Anders ausgedrückt: Etwas wird nicht bloß deshalb falsch, weil es auch die AfD sagt. Der Kontext, in den die AfD diese Aussagen stellt, offenbart jedoch eine Instrumentalisierung und Umdeutung von Islamkritik für menschenfeindliche Zwecke. Islamkritik ist kein Selbstzweck, sondern dient der Aufdeckung mit dem Islam gerechtfertigter Herrschafts- und Unterdrückungsverhältnisse, als Voraussetzung für deren Überwindung. Sie richtet sich gegen Antisemitismus, gegen Frauenunterdrückung, gegen Homophobie. Die AfD hingegen wendet sich unter anderem gegen die Gleichberechtigung von Frauen, propagiert ein traditionell-patriarchales Familienbild und stellt sich gegen eine fortschrittliche Sexualerziehung. Nicht nur in dieser Hinsicht teilt sie die Vorstellungen ultrakonservativer Islamverbände.
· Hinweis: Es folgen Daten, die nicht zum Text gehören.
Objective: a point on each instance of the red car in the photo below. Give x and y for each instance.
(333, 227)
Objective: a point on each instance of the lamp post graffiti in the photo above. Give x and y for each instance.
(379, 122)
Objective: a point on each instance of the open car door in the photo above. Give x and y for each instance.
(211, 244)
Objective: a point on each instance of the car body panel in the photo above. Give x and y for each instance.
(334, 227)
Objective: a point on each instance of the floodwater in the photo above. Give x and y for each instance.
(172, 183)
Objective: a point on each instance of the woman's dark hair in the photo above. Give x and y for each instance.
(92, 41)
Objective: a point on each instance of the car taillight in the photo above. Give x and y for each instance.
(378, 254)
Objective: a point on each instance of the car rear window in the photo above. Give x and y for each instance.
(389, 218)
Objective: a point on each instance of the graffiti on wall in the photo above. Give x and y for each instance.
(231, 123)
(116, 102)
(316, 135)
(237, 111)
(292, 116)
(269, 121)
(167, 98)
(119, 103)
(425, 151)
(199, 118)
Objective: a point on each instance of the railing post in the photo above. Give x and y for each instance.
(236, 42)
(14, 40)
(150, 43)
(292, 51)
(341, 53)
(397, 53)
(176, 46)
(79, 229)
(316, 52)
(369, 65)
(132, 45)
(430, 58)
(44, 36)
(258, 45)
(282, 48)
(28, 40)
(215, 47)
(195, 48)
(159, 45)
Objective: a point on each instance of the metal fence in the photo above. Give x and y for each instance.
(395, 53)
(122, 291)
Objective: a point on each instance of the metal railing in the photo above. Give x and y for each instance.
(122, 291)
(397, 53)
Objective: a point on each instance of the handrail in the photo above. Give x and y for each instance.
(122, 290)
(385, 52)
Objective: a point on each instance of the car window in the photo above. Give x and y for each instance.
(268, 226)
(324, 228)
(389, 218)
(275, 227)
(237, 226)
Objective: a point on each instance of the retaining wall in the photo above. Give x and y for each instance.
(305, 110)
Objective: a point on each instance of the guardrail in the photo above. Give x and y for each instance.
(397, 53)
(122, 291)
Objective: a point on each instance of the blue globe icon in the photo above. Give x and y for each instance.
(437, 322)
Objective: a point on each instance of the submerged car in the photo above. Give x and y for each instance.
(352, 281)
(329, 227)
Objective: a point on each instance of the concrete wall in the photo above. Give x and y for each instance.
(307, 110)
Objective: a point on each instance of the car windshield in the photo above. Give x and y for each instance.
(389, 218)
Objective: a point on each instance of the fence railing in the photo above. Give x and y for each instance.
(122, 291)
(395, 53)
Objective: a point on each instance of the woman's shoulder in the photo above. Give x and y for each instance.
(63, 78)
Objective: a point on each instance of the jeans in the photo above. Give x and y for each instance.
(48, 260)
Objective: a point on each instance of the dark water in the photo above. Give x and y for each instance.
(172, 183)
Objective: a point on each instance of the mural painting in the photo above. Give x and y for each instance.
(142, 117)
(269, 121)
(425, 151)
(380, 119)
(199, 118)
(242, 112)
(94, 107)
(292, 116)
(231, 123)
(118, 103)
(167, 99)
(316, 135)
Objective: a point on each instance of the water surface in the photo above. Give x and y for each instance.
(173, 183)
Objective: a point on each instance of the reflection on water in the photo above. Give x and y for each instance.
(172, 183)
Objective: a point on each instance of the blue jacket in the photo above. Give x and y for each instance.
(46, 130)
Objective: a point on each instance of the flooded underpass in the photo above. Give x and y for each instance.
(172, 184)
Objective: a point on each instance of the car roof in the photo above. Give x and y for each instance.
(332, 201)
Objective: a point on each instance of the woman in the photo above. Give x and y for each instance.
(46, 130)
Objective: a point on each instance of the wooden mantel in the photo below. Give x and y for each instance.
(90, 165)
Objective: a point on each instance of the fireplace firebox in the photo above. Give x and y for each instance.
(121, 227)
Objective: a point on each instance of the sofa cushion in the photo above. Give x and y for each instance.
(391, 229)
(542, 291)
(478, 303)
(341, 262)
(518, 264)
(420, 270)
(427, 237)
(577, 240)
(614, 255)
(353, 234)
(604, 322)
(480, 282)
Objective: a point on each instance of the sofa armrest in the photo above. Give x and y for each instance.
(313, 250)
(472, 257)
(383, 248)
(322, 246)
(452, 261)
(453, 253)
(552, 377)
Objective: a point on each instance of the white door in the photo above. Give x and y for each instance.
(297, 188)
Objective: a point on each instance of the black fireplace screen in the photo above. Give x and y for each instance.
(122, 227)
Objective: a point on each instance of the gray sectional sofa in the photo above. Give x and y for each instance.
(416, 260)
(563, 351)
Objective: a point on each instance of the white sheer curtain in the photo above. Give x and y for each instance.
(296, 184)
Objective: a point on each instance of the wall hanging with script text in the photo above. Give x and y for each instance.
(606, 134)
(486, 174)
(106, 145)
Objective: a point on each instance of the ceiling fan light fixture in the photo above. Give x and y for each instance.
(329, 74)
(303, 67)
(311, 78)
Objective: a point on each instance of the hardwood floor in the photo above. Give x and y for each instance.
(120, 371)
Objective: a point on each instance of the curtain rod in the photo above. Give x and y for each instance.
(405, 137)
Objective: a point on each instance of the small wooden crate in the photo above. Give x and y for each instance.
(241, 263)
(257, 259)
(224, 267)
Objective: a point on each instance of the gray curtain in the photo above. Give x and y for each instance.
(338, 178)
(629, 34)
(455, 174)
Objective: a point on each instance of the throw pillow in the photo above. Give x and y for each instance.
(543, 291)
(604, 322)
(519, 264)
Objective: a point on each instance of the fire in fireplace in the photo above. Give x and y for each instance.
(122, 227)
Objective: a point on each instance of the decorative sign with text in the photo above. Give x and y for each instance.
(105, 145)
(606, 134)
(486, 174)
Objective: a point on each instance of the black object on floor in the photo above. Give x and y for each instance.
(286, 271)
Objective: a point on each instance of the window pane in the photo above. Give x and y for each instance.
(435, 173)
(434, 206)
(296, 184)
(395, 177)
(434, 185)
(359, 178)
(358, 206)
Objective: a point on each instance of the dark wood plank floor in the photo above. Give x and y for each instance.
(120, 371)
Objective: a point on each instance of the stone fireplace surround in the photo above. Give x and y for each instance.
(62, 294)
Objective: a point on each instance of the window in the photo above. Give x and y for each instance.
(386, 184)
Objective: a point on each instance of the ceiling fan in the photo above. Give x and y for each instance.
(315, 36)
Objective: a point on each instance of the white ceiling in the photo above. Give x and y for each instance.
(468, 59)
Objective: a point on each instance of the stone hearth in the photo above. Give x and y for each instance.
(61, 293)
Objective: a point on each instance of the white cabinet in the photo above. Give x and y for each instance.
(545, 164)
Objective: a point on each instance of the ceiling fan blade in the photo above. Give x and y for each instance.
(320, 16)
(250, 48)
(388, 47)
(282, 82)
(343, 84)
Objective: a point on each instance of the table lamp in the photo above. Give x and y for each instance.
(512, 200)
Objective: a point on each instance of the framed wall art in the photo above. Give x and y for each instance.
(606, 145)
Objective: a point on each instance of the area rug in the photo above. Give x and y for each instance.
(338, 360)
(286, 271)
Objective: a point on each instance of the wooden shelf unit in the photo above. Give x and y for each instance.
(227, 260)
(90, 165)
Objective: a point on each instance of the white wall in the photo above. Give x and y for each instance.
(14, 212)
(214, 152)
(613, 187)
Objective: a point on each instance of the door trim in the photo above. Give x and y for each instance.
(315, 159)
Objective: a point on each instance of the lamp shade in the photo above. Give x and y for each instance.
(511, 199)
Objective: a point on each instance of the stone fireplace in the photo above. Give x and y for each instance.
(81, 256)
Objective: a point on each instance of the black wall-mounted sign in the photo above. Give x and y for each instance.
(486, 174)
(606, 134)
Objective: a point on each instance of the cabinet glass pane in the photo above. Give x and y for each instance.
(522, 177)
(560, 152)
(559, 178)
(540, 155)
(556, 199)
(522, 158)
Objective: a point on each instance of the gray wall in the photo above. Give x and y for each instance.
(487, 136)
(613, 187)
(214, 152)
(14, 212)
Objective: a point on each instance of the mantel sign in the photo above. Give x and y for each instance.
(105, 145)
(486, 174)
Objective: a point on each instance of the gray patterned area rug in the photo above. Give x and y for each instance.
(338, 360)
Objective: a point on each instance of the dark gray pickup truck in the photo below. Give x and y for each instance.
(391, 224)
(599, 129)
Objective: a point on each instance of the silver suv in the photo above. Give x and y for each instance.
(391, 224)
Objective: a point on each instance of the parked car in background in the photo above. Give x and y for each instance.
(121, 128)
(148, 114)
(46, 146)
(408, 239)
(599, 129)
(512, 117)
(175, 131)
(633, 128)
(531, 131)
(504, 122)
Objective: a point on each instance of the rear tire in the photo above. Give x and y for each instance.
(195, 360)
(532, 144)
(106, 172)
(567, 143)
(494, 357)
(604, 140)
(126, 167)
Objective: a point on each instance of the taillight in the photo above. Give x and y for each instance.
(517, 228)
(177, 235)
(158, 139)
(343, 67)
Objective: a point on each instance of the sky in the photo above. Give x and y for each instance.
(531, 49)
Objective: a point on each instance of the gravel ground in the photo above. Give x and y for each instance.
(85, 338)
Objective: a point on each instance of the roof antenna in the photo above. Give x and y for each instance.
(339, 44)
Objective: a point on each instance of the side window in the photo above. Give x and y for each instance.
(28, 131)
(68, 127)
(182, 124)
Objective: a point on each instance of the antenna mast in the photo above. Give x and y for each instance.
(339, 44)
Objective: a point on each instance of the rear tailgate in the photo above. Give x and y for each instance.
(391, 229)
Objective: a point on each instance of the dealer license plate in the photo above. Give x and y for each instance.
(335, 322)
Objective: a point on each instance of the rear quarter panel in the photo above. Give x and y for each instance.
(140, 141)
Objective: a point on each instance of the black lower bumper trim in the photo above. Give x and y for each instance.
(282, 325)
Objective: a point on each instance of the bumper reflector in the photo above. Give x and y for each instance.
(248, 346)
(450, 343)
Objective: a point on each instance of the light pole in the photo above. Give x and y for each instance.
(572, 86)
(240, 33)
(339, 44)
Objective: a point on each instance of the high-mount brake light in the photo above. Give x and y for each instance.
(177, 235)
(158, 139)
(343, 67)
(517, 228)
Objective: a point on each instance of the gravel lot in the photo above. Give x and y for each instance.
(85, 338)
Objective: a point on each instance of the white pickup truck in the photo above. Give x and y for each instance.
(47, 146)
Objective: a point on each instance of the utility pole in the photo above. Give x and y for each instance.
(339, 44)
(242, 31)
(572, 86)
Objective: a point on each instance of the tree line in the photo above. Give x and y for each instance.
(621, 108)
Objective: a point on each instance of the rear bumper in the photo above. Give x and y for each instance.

Die Verbreitung ausgeprägt antisemitischer Auffassungen in der AfD, die denen islamischer Antisemiten nicht nachstehen, sorgte in den letzten Wochen für Schlagzeilen. Mit diesen Positionen steht die AfD in direktem Gegensatz zu einer aufgeklärten, emanzipatorischen Islamkritik. Untermauert wird dieser Gegensatz dadurch, dass die AfD sich auf ihrem Bundesparteitag gegen eine Unterstützung reformorientierter Muslime ausgesprochen hat. Sie folgte damit einem Antrag des Islamwissenschaftlers Hans-Thomas Tillschneider, Landtagsabgeordneter der AfD in Sachsen-Anhalt, der als sogenannter »Identitärer«, als Vertreter des rechten, ethnopluralistischen Flügels der Partei gegen jede Vermischung und »Verwässerung« verschiedener Kulturen eintritt und so etwas wie eine rechte Multikulti-Ideologie verficht. Diese Ideologie geht vor allem auf den französischen Vordenker der Neuen Rechten, Alain de Benoist, zurück. Aus Sicht der Ethnopluralisten hat jedes »Volk« eine spezifische Identität, die an eine spezifische Kultur, Religion, Sitten und Normen, an eine bestimmte Sprache und einen als angestammt betrachteten Siedlungsraum gebunden ist. Diese Identitäten gelten als natürlich und erhaltenswert. Für Tillschneider gehört der Islam, der als solcher reinzuhalten sei, nicht nach Deutschland und nach Europa, verdient aber in seinen Ursprungsländern vollen Respekt, wie er betont.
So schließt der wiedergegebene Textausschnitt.